Aquela tarde foi a melhor que já vivi
em todos aqueles meses infernais. Bill era como um porto seguro. Um anjo
especial que quando estava perto dele sentia-me capaz de viver e de voltar a
ser feliz.


- Foi muito bom encontrar-te. – Disse
Bill mostrando o seu sorriso mais doce.


- Muito bom mesmo… - Sussurrei
fitando aqueles olhos penetrantes.


-O lanche está pronto! – Disse Kelly
entrando na sala.


Fiquei surpreendida com o tempo que
passei a conversar com Bill. Foi a conversa mais longa que tive em meses. E no
fundo, queria continuar a falar com ele, tocar no seu rosto e beijar suavemente
aqueles lábios carnudos.


- Eu não estou com fome. – Disse fugindo
do olhar de Bill que provavelmente me censuravam pela minha falta de apetite.


- Hmm… Sabes qual é o problema? –
Falou Tom. – É que comigo ninguém perde o apetite! – E dito isto pegou em mim
ao colo levando-me para a cozinha. – Eu fiz um batido de morango muito bom!


E pela primeira vez em meses eu
sorri. Sorri com uma enorme vontade.


- Eu sou o melhor na cozinha. Não é
Bill?


Olhei para Bill que se sentava ao meu
lado e sorriu divertidamente para mim.


- Não, isso não é verdade! Espera até
a Nicky provar dos meus cozinhados…


- Óptimo, podemos fazer competição! –
Respondeu Tom.


Ri-me. Era realmente bom estar com
eles.


- Ele é sempre assim? – Perguntei a
Bill.


- Sempre. Com ele ninguém se sente
triste. – Respondeu.


- Não ligues Nicky. Tom sempre foi
convencido! – Falou Kelly.


- E não tenho razões de o ser? – Tom sujou
o nariz de Kelly com chocolate derretido e Kelly fez o mesmo com ele. O que me
deu a sensação de que eles eram mais do que bons amigos.

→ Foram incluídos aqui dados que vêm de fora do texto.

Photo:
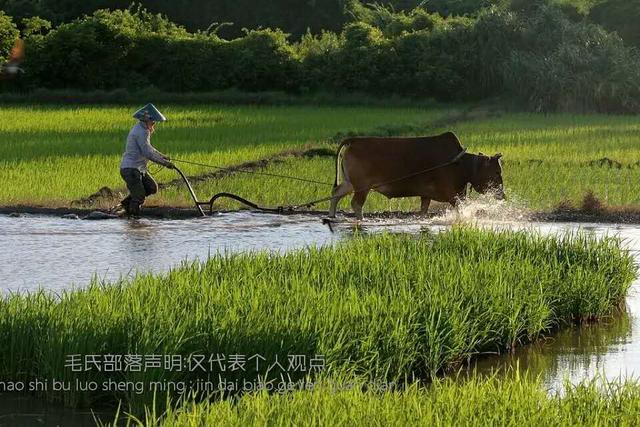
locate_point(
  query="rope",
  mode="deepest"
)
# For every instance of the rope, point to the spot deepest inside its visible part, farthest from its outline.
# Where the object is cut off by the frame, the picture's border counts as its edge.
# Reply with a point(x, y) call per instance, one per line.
point(232, 169)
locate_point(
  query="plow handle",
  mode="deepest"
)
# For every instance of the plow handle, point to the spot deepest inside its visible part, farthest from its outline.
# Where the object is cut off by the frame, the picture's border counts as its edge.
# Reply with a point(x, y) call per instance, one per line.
point(193, 195)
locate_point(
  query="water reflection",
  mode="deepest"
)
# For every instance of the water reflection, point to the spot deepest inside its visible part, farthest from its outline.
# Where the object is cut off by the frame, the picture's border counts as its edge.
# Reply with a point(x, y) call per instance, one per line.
point(55, 253)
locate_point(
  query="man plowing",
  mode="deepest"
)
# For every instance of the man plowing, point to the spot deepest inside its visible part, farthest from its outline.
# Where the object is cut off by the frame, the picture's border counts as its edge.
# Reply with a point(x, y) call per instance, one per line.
point(138, 152)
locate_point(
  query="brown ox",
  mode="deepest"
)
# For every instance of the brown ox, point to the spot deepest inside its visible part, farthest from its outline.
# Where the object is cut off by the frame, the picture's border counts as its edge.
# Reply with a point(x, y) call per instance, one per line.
point(432, 168)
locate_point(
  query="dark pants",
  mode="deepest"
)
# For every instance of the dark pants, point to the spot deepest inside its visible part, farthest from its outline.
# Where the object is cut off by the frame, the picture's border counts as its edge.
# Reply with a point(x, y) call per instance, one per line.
point(140, 185)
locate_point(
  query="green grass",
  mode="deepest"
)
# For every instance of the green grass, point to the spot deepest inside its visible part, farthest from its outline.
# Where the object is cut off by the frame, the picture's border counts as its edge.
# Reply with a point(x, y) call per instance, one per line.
point(52, 155)
point(514, 401)
point(386, 307)
point(547, 161)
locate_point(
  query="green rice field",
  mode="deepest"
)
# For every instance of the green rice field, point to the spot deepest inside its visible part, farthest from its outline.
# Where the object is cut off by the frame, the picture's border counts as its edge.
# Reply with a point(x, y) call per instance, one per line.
point(50, 156)
point(388, 308)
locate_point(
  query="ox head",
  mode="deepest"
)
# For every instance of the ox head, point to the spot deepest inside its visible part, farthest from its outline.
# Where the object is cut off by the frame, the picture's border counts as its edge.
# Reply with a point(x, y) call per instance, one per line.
point(487, 175)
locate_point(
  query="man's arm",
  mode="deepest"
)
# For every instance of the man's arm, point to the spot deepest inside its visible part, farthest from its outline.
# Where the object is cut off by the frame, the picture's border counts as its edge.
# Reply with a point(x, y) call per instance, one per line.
point(149, 151)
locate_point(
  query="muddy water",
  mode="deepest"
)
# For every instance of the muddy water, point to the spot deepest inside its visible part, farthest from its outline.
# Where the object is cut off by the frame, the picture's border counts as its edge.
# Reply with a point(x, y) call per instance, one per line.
point(58, 254)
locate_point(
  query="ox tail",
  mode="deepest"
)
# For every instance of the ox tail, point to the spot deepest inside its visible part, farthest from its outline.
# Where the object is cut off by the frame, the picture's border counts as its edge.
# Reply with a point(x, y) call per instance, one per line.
point(340, 172)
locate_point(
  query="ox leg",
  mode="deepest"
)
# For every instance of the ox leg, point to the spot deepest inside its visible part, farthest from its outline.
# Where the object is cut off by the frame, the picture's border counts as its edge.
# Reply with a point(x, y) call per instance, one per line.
point(358, 201)
point(337, 194)
point(424, 205)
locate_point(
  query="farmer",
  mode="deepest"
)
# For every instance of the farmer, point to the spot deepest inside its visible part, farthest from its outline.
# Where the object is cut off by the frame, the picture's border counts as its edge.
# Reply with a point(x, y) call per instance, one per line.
point(138, 152)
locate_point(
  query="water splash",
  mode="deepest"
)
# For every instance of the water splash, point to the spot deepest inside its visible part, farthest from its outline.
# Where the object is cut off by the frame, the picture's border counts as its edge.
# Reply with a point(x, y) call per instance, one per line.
point(485, 209)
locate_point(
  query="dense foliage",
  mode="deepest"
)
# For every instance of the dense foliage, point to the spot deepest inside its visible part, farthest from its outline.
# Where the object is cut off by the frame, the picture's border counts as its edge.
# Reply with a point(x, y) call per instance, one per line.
point(621, 16)
point(534, 52)
point(291, 15)
point(8, 35)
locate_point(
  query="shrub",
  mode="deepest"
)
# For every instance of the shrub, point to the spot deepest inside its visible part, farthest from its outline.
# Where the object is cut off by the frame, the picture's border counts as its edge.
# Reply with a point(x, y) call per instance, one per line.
point(8, 35)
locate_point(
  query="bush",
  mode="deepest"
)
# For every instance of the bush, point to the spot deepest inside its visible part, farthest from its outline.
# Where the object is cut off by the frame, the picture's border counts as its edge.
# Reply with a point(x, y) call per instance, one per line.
point(8, 35)
point(531, 51)
point(621, 16)
point(584, 69)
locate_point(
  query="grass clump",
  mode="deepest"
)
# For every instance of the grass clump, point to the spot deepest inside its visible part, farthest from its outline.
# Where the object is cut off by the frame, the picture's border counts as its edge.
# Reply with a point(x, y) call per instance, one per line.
point(386, 307)
point(517, 400)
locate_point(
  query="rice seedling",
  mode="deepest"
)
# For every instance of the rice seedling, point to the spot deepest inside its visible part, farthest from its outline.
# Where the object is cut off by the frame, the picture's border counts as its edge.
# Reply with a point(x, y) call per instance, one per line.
point(384, 308)
point(516, 400)
point(52, 155)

Cheguei-me para mais perto de Bill e
disse:


- Impressão minha ou aqueles dois são
mais que amigos?


- Sabes que eu penso o mesmo? Tom
olha para ela de uma maneira muito especial.


Sorri para Bill como quem tem a
resposta óbvia e disse:


- O olhar que Tom mantém sobre ela é
de um homem apaixonado.


- Tom não vai admitir o que sente até
perder Kelly. É casmurro demais.


- Mas nós podemos mudar isso. De
certeza que Tom não é indiferente para Kelly.


Bill sorriu para e perguntou:


- Vamos servir de cupidos?


- Vamos. E no fim ainda nos vão
agradecer!


Bill continuou a encarar-me enquanto
comia uma fatia de bolo, então saiu da boca dele uma pergunta inesperada:


- Os cupidos também se podem
apaixonar?


Eu não sabia o porquê daquela
pergunta, ou então tentava fingir que não fazia ideia. Daí a minha resposta:


- Hmm, todos se podem apaixonar.
Inclusive os cupidos que são dos maiores símbolos do amor.


Ele sorriu de novo, o meu sorriso
preferido. O meu coração acelerou quando Bill ergueu o braço e passou uma das
suas mãos no meu cabelo colocando uma madeixa atrás da minha orelha.


Ele não respondeu, apenas ficou
observando-me a comer, e eu com muita vergonha tentava não olhar para ele.


- Pára! – Falava Kelly rindo-se das brincadeiras
de Tom.


Era bom ver alguém apaixonado, e a
minha prima ficava com aquele brilho que era impossível não desejar estar
apaixonado.


- Amar deve ser bom… - Falei sem
pensar.


Bill voltou a dará sua atenção para
mim e eu encarei-o sem vergonha.


- Já amas-te alguém? – Perguntei.


- Sim. E é tão bom estar apaixonado.
Parece que não vês mais nada além da pessoa que amas.


Fiquei tão atenta nas palavras dele
que não me dei conta que estava muito próxima dele.


- E amas alguém neste momento? – Ok,
eu devia ter-me controlado com essa pergunta, mas eu queria saber se havia
alguém no coração dele. E depois uma amiga podia fazer desse tipo de perguntas
não podia?


Contemplei as expressões de Bill,
estava pensativo, indeciso? Pensei na minha pergunta inofensiva, o que havia
para pensar?


- Eu não sei se é amor, talvez ainda
seja muito cedo para dizer que a amo, mas sinto algo muito forte pela rapariga.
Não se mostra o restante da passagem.